“Once I get those new shoes then I’ll be all set to head to the gym and start working out.”

“Once I get back from vacation, then I have this whole new diet plan I’ll start.”

“Once I get through this project at work, then I’ll dial back the hours and focus more on my wife and kids”

Unfortunately that texting driver didn’t have the same longevity concerns when he blindsided your car sending you to the hospital. And suddenly, the reality takes shape that you will not complete that work project, be able to workout, or begin that new diet. Your life’s course has been permanently altered.

Of course the realization that these mini self-narratives quoted above are faulty needn’t be gained only from such an intense situation as a car crash. And, I’m not going to reprise the overworked maxim, Carpe’ Diem. Instead, I’d like to focus on the logic of time prioritization.

This recent Coronavirus pandemic can function well enough to highlight the need to contemplate, and perhaps re-evaluate, our priority of time tenses. As federal guidelines and state mandates for curtailing our behavior began rolling out we readily experienced the threat to a future time tense. What started off as a slow roll, quickly became an immediate sprint focusing on the present (and immediate future), and a lessening of attention on a more distant future.

Suddenly, often comically, what we are going to wipe our asses with became more pressing than our summer vacation plans.

 

But of course we cannot live life like there is no tomorrow, because the odds are overwhelmingly, in our favor, that we will be alive tomorrow, next week, and most likely years from now.

So we have to live as if we will be around and prepare accordingly.

 
This is an interesting little irony. We can’t keep an immediate future orientation indefinitely, just as we can’t maintain a for the moment mentality. We need to strike a balance of somewhere in between. And, as we’ve seen, this balance often shifts due to external contexts.

But, let’s focus more specifically on lifestyle changes, ones you really know to be for your betterment. We do this goofy little mind trick that is irritating as fuck. It’s this idea that IF and ONCE something is in place, THEN something else. It really doesn’t matter what we think needs to be in place or what is the expected result; it’s the structure of this thinking that is faulty.

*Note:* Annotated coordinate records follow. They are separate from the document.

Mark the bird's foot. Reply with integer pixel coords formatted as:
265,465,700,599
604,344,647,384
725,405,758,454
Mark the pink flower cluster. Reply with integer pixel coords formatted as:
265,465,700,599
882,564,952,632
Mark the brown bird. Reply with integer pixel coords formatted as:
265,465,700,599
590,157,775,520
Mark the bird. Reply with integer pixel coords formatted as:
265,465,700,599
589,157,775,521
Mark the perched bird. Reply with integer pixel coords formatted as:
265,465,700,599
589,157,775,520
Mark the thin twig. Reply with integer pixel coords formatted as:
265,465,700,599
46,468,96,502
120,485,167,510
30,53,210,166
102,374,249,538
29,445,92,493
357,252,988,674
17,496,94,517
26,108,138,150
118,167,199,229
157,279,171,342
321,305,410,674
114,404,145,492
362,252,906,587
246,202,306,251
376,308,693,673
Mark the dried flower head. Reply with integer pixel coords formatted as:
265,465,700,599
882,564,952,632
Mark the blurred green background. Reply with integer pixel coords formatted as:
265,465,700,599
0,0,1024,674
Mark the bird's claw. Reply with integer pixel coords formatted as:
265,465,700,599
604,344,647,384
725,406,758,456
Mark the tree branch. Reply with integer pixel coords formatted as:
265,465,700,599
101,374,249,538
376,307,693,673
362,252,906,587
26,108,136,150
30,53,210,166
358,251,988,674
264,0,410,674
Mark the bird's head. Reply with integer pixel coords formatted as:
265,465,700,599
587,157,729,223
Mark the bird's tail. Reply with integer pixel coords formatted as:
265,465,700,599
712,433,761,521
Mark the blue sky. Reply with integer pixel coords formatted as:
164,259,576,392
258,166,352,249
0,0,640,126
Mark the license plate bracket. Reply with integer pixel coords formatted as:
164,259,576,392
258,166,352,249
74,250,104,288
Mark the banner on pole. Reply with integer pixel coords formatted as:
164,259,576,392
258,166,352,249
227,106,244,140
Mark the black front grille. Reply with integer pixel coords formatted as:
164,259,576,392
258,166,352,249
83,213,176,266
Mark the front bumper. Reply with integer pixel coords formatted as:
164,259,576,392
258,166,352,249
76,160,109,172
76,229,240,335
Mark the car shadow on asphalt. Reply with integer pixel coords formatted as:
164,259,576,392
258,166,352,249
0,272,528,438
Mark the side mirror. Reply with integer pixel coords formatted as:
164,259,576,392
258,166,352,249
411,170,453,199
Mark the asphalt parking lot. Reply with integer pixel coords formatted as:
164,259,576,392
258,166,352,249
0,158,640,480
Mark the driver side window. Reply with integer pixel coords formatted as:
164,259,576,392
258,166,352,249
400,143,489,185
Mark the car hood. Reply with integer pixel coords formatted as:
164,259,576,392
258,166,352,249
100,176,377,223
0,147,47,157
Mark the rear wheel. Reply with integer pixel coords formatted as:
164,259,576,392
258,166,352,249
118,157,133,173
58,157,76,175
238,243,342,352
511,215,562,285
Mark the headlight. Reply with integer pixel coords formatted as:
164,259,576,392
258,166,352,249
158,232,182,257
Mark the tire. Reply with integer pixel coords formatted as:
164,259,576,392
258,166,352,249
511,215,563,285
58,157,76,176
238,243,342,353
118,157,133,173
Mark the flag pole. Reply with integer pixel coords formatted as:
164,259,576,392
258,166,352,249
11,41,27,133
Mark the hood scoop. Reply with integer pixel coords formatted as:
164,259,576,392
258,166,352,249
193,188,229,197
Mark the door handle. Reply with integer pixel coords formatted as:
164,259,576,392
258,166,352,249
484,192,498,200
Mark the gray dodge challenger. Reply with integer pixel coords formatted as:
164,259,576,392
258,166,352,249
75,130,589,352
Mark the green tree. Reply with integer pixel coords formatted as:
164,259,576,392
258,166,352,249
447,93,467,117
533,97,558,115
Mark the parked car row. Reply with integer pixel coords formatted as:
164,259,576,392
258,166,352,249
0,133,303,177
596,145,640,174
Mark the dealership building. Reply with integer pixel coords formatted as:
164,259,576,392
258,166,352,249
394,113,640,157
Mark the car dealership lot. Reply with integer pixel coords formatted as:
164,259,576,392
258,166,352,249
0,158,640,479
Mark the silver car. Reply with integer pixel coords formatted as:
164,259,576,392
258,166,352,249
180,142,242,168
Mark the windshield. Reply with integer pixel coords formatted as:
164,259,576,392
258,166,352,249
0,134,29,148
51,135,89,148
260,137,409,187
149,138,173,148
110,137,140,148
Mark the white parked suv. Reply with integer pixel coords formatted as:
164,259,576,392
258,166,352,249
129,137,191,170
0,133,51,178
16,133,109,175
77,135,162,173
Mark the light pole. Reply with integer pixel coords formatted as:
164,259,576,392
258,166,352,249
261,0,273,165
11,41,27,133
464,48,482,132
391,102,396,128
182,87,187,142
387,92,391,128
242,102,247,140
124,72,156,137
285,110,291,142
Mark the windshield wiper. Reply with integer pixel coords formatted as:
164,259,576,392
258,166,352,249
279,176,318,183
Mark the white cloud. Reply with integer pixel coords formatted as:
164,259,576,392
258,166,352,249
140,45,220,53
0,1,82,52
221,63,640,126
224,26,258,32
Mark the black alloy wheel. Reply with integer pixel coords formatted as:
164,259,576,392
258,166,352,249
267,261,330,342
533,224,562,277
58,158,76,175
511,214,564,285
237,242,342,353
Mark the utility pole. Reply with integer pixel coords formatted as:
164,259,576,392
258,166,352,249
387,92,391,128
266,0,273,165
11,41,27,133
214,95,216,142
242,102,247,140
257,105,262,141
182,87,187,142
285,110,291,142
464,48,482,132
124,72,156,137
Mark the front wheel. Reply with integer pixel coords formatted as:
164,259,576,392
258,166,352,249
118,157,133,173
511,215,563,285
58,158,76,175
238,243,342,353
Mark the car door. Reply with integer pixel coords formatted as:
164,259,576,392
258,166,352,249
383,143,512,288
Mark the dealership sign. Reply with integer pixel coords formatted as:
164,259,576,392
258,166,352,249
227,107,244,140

So other than the surface-level, practical, procrastination, what’s the actual problem with this if/then thinking?

 

The if/then statement is a single conditional statement, creating a false dichotomy from false pretenses.

 
It excludes other factors, including time, to generate a scenario in which there is a yes or no response. If you don’t have those new shoes, then obviously you cannot begin your new workout. If you are on vacation, then obviously you cannot start the diet. When these narratives are run this way, they can be seen as utterly invalid.

By adding-in other conditions, including time, we can challenge these narratives. Logic provides us with handy if and only if statements (often represented as iff). So the statements now become:

Iff, I get my new shoes can I begin my new workout.

And:
Iff I get back from vacation can my new diet start.

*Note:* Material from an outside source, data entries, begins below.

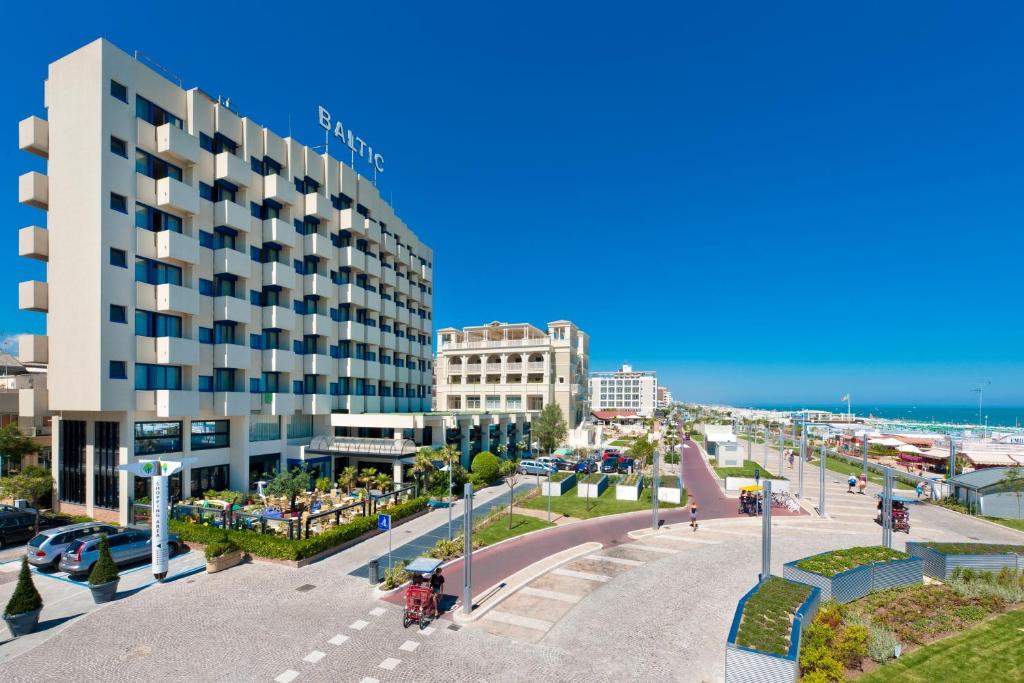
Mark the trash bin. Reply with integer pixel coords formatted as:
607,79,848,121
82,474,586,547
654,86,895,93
367,560,381,586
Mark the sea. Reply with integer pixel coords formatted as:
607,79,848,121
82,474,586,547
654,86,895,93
745,403,1024,427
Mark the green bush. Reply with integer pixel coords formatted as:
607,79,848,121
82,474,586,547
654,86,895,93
469,451,502,484
89,533,118,586
3,557,43,616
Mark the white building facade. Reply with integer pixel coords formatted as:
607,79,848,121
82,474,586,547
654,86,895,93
590,365,657,418
18,40,524,522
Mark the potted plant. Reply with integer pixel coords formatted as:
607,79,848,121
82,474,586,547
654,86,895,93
89,533,121,604
3,557,43,638
205,533,242,573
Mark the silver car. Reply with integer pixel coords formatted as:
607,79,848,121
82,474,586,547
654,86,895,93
28,522,118,570
57,528,181,577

By changing the initial structure, and adding in the condition only if, we open the opportunity to more precisely challenge the statement. There are many aspects of the only if statement that we can challenge, but since the focus here is that of time tenses, we’ll stick with that.

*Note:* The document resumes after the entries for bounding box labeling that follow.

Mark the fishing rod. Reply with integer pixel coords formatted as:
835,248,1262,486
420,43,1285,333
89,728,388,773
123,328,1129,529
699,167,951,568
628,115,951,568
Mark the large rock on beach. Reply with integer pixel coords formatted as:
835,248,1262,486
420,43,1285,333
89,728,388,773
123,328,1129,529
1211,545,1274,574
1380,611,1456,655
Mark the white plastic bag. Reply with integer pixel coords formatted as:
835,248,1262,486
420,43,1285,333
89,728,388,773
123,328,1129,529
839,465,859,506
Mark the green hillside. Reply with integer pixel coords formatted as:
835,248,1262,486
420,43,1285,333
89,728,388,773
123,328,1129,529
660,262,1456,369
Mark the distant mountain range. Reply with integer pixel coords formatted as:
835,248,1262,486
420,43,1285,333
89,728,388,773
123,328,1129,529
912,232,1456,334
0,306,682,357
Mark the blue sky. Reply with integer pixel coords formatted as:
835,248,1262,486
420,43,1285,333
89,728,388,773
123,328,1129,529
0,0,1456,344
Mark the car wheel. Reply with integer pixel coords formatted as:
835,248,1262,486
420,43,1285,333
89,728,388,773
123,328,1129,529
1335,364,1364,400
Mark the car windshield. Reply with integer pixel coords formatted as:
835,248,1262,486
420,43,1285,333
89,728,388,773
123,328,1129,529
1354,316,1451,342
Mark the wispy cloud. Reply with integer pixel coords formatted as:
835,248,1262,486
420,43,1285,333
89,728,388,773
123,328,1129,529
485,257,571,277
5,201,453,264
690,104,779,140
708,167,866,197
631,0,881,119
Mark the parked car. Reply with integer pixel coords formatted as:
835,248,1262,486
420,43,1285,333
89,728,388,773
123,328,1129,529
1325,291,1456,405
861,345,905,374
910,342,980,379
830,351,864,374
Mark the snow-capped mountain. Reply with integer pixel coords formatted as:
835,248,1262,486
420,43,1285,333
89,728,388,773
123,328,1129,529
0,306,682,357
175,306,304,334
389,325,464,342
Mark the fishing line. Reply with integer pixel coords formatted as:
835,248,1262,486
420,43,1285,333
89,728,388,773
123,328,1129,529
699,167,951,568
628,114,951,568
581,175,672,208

Is it true that only if you (in the future) get the shoes you can then begin working out? Obviously the answer is no. Obvious when viewed in this more precisely broken down format, but not so obvious when we play it out in our minds. There it can make sense. Here it can not.

 

Additionally, putting something off until after some other event(s) occurs indicates an incorrect prioritization of time.

 
The priority is placed on a future tense rather than the present tense. So why is this incorrect? Because the future can easily be a false priority, whereas a priority on the present cannot be false. We know we have the present moment and what that present moment looks like. We do not have the same perspective on the future.

If we choose to do so, there can always be some found justification for waiting to do something, and placing priority on the future. The challenge is to choose to place priority on the present and recognize its value as the only known condition. In other words, the future is not and cannot be known, so why place priority there. The present is known, and can be known precisely, so do place priority here.

Perhaps the next time you find yourself entertaining this if/then narrative try answering the question: “Why not now?” or, “If not now, then when?” Seriously, write down some answers, then look at them. Can you honestly accept these answers as legit in preventing you from taking some action now? Again, it may not be the exact action you ultimately want in the future, but certainly something can be done now. Employ iff statements to help out: “Since it’s not the case that only if X, then what is the case?”

This placing of priority on the future offers a subtle, deceptive, shift in what we choose. It almost lets us off the hook, because we are choosing to believe in a known future, and we’re also choosing to ignore variables that would dispel that future prioritization – not a good place to be.

Take time to realize when and how you may be mis-prioritizing time, and creating false limiting conditions, preventing the change you want to make. Limiting, self-serving narratives allow the status quo to continue. Of course there may be legitimate obstacles along the way. And by working through your narratives with the iff statements, you allow for self-reflection and understanding that what you think is preventing you, actually is.